Best Practice: Multi-AZ & High-Availability-Architektur

Kontext

Eine Availability Zone (AZ) ist ein physisch isoliertes Rechenzentrum innerhalb einer Region. AZ-Ausfälle sind die häufigsten cloud-infrastrukturellen Ereignisse und betreffen mehrmals jährlich Produktionssysteme. Ein Service, der in einer einzigen AZ deployed ist, erleidet während eines AZ-Ereignisses einen vollständigen Ausfall.
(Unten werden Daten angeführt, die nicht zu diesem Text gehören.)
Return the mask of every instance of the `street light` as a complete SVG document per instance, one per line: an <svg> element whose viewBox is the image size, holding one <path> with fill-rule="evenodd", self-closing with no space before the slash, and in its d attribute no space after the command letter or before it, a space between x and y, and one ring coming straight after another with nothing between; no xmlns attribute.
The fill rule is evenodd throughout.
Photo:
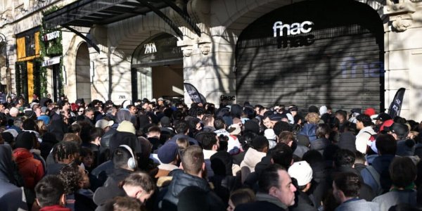
<svg viewBox="0 0 422 211"><path fill-rule="evenodd" d="M8 63L8 57L7 56L7 38L6 37L6 35L0 33L0 43L4 41L4 58L6 58L6 72L7 71L8 71L9 70L9 63ZM1 73L0 73L1 74ZM7 75L7 73L6 73ZM0 77L1 75L0 75ZM6 79L7 81L7 79ZM7 85L8 85L8 82L6 82L6 87ZM1 87L4 87L3 84L0 84L1 85ZM8 90L8 89L7 89L8 87L6 87L6 89L8 89L8 91L10 91L10 90ZM5 90L6 91L6 90Z"/></svg>
<svg viewBox="0 0 422 211"><path fill-rule="evenodd" d="M8 69L8 58L7 56L7 38L6 36L0 33L0 42L4 41L4 57L6 58L6 68Z"/></svg>

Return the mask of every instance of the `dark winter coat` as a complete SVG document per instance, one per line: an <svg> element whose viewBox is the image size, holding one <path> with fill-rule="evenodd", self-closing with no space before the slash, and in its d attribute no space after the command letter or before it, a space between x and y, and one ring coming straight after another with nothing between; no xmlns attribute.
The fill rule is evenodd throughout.
<svg viewBox="0 0 422 211"><path fill-rule="evenodd" d="M222 200L214 192L211 191L211 188L205 179L186 174L182 171L177 171L173 174L172 181L164 196L162 210L177 210L180 193L188 186L199 187L204 191L209 193L207 196L210 198L211 201L215 201L216 203L223 203Z"/></svg>
<svg viewBox="0 0 422 211"><path fill-rule="evenodd" d="M107 178L104 185L96 189L94 193L94 202L97 205L100 205L107 200L113 198L115 196L127 196L124 190L119 187L119 183L133 172L124 169L113 169L110 171L110 173L108 174L108 178Z"/></svg>
<svg viewBox="0 0 422 211"><path fill-rule="evenodd" d="M1 187L0 188L0 205L1 205L1 210L15 211L20 208L27 210L27 205L23 200L22 189L13 184L13 181L12 150L9 146L0 145L0 187Z"/></svg>
<svg viewBox="0 0 422 211"><path fill-rule="evenodd" d="M316 139L316 124L309 124L308 123L308 124L305 124L305 125L303 126L303 128L302 128L302 130L300 131L300 132L299 132L299 134L308 136L308 138L309 139L309 141L311 143L312 143L313 141Z"/></svg>

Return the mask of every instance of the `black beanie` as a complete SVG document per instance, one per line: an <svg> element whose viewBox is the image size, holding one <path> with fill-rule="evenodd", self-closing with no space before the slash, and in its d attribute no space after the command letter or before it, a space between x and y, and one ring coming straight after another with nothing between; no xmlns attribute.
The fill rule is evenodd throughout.
<svg viewBox="0 0 422 211"><path fill-rule="evenodd" d="M13 135L9 132L2 132L1 137L4 139L4 141L8 143L9 144L12 143L14 141Z"/></svg>
<svg viewBox="0 0 422 211"><path fill-rule="evenodd" d="M34 146L34 136L29 132L23 132L16 136L15 148L25 148L27 150Z"/></svg>
<svg viewBox="0 0 422 211"><path fill-rule="evenodd" d="M258 123L254 122L254 121L251 121L251 120L248 120L245 122L245 132L247 132L248 131L254 132L257 134L260 134L260 125L258 125Z"/></svg>
<svg viewBox="0 0 422 211"><path fill-rule="evenodd" d="M257 136L252 140L252 147L258 151L261 151L264 147L269 146L268 139L264 136Z"/></svg>

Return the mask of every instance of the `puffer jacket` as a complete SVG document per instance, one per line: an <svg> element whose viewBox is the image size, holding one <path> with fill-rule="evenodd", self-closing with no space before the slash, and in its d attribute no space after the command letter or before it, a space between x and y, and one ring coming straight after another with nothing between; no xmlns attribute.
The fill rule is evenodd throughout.
<svg viewBox="0 0 422 211"><path fill-rule="evenodd" d="M107 200L115 196L125 196L126 192L119 187L119 183L127 177L133 172L124 169L108 170L108 178L104 185L99 187L94 193L93 200L97 205L104 203Z"/></svg>
<svg viewBox="0 0 422 211"><path fill-rule="evenodd" d="M13 151L13 157L19 167L19 172L23 177L25 186L30 189L34 189L44 175L44 170L41 161L34 158L30 151L18 148Z"/></svg>
<svg viewBox="0 0 422 211"><path fill-rule="evenodd" d="M316 139L316 124L305 124L303 128L300 132L299 132L301 135L305 135L308 136L309 139L309 141L312 143L313 141Z"/></svg>
<svg viewBox="0 0 422 211"><path fill-rule="evenodd" d="M324 138L315 139L311 141L311 149L319 151L321 155L324 154L324 151L330 144L330 140Z"/></svg>
<svg viewBox="0 0 422 211"><path fill-rule="evenodd" d="M221 203L221 199L211 191L207 181L178 170L173 174L173 178L162 200L162 210L176 210L180 193L186 187L197 186L208 192L208 197L216 203Z"/></svg>

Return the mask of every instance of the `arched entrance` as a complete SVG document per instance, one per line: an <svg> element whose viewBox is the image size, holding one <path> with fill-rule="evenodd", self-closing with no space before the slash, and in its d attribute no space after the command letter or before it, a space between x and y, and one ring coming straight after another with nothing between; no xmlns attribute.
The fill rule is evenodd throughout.
<svg viewBox="0 0 422 211"><path fill-rule="evenodd" d="M160 33L138 46L131 70L133 101L183 98L183 54L173 35Z"/></svg>
<svg viewBox="0 0 422 211"><path fill-rule="evenodd" d="M91 102L91 74L88 45L81 44L76 53L76 98Z"/></svg>
<svg viewBox="0 0 422 211"><path fill-rule="evenodd" d="M384 109L383 29L354 1L306 1L246 27L236 44L238 102Z"/></svg>

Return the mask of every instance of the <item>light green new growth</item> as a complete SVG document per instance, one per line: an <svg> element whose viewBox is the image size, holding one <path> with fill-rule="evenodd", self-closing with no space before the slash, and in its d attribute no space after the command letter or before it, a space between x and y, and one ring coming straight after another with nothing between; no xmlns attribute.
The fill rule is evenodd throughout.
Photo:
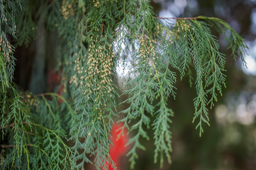
<svg viewBox="0 0 256 170"><path fill-rule="evenodd" d="M126 128L130 134L132 168L138 150L146 149L141 139L150 139L149 128L155 162L160 160L162 167L165 156L171 163L174 113L168 100L177 95L177 79L188 76L190 86L195 85L192 122L201 136L203 122L210 125L208 109L225 87L225 55L211 30L226 36L234 59L241 56L245 63L247 48L222 20L160 18L145 0L1 0L0 18L3 170L84 170L86 162L97 170L110 164L116 169L109 147L118 114L124 125L119 136ZM52 55L57 58L56 70L62 70L66 99L21 92L12 82L13 45L29 45L38 25L59 35ZM132 66L124 91L118 81L119 63ZM119 103L119 95L123 94L128 97ZM128 107L118 113L122 103Z"/></svg>

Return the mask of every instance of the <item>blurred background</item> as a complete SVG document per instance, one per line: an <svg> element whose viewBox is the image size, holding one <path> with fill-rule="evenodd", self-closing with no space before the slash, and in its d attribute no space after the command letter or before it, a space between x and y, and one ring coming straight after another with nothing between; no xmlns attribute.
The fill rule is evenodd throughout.
<svg viewBox="0 0 256 170"><path fill-rule="evenodd" d="M174 111L173 162L166 163L163 170L256 170L256 0L153 0L151 4L160 17L203 15L222 19L249 47L247 68L239 60L233 60L227 42L219 36L220 51L226 55L227 88L210 110L210 127L205 125L201 137L192 123L194 89L186 80L178 83L177 99L169 100ZM159 165L151 163L153 141L147 144L136 169L159 169Z"/></svg>
<svg viewBox="0 0 256 170"><path fill-rule="evenodd" d="M175 113L171 125L172 163L165 162L163 170L256 170L256 0L152 0L151 4L160 17L203 15L221 18L245 39L249 48L245 56L247 68L239 60L234 60L227 42L216 34L220 51L226 55L227 88L210 110L210 127L205 125L201 137L195 129L196 123L192 123L194 88L189 87L187 80L177 82L177 98L169 100L169 107ZM56 36L53 34L46 38L47 42L54 42ZM17 48L15 53L16 81L23 90L35 94L53 91L53 87L59 83L56 82L58 75L53 72L54 59L51 55L45 54L50 57L42 60L33 60L37 44L42 43L40 36L38 34L35 43L28 47ZM47 52L52 53L54 43L47 44L46 48ZM33 65L43 66L33 68ZM41 79L37 79L38 77ZM33 89L39 85L35 82L39 82L42 87ZM48 84L44 84L46 82ZM148 132L150 134L150 130ZM160 169L159 164L153 163L153 141L141 142L147 150L139 153L135 169ZM122 157L120 162L120 170L129 169L127 157Z"/></svg>

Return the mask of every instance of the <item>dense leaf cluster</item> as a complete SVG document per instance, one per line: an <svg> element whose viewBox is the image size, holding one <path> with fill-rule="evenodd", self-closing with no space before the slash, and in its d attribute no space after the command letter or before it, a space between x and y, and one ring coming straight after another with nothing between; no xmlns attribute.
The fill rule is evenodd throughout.
<svg viewBox="0 0 256 170"><path fill-rule="evenodd" d="M138 149L146 149L140 141L149 140L151 128L155 162L160 157L163 166L165 155L170 163L174 113L168 100L177 95L177 79L188 76L195 87L193 121L199 119L201 136L202 122L209 125L208 108L221 94L226 78L224 55L211 30L226 36L235 59L243 61L247 48L219 19L161 18L144 0L1 0L0 17L2 169L83 170L85 162L94 162L97 170L115 169L110 134L118 114L123 115L121 129L133 134L128 144L132 168ZM44 26L59 35L53 55L66 99L22 92L12 82L10 42L29 45ZM125 90L119 88L119 64L131 66ZM119 95L128 97L120 103ZM128 108L119 113L124 103Z"/></svg>

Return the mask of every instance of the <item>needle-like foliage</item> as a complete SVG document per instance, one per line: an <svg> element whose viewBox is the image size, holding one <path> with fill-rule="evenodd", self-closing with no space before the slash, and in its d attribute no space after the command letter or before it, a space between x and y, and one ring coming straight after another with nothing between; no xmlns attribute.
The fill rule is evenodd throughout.
<svg viewBox="0 0 256 170"><path fill-rule="evenodd" d="M86 162L116 169L109 148L118 114L124 125L119 136L125 128L130 134L132 168L138 150L146 149L141 142L150 139L149 128L155 162L160 160L162 167L165 156L171 163L174 113L169 103L177 95L177 79L188 76L195 87L192 121L201 136L203 123L210 125L208 110L225 87L225 55L212 30L226 36L234 59L240 56L244 62L247 48L222 20L160 18L145 0L0 0L0 18L3 170L84 170ZM13 45L29 45L42 26L59 35L52 55L65 98L22 92L13 82ZM118 65L131 66L124 90ZM119 103L120 95L128 97ZM128 108L117 111L124 103Z"/></svg>

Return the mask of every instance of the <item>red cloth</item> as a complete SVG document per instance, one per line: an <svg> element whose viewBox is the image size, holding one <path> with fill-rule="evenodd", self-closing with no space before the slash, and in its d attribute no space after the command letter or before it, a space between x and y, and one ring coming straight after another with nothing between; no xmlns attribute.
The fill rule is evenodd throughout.
<svg viewBox="0 0 256 170"><path fill-rule="evenodd" d="M116 163L118 170L120 170L121 165L120 165L120 159L122 156L124 156L128 151L128 147L125 147L125 145L128 142L128 136L127 136L127 130L125 128L123 131L124 135L120 136L120 137L118 138L118 135L121 131L121 129L118 130L120 127L123 126L123 123L115 123L112 127L112 132L110 135L112 138L110 139L111 142L113 145L110 146L110 152L111 158ZM109 170L114 170L110 165Z"/></svg>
Häufige Probleme ohne Multi-AZ-Konfiguration:

RDS Single-AZ: Bei AZ-Ausfall mehrere Minuten bis Stunden nicht erreichbar
Single-AZ Compute: Bei AZ-Ausfall alle Instanzen gleichzeitig ausgefallen
Kubernetes ohne Pod Topology Spread: Alle Pods enden in derselben AZ

Zugehörige Controls

WAF-REL-030 – Multi-AZ High Availability Deployment

Zielbild

Jeder Produktions-Stack deployed über mindestens 2 AZs:

Compute: Auto Scaling Group oder Kubernetes mit AZ-Verteilung
Datenbank: Multi-AZ mit automatischem Failover
Cache: Multi-AZ Replication Group
Load Balancer: Subnets in min. 2 AZs

Technische Umsetzung

AWS: Multi-AZ RDS + Auto Scaling Group

# Subnet Group über 3 AZs
resource "aws_db_subnet_group" "main" {
  name       = "payment-db-subnet-group"
  subnet_ids = [
    aws_subnet.private_az1.id,
    aws_subnet.private_az2.id,
    aws_subnet.private_az3.id,
  ]
  tags = var.mandatory_tags
}

# Multi-AZ RDS
resource "aws_db_instance" "main" {
  identifier             = "payment-db-prod"
  engine                 = "postgres"
  engine_version         = "15.4"
  instance_class         = "db.t3.medium"
  allocated_storage      = 100
  storage_type           = "gp3"
  multi_az               = true        # Automatisches Failover in < 2 Minuten
  db_subnet_group_name   = aws_db_subnet_group.main.name
  backup_retention_period = 14
  deletion_protection    = true
  tags                   = var.mandatory_tags
}

# Auto Scaling Group über 2 AZs
resource "aws_autoscaling_group" "api" {
  name               = "payment-api-asg"
  min_size           = 2    # Mindestens 1 pro AZ
  max_size           = 10
  desired_capacity   = 2
  vpc_zone_identifier = [
    aws_subnet.private_az1.id,
    aws_subnet.private_az2.id,
  ]
  target_group_arns = [aws_lb_target_group.api.arn]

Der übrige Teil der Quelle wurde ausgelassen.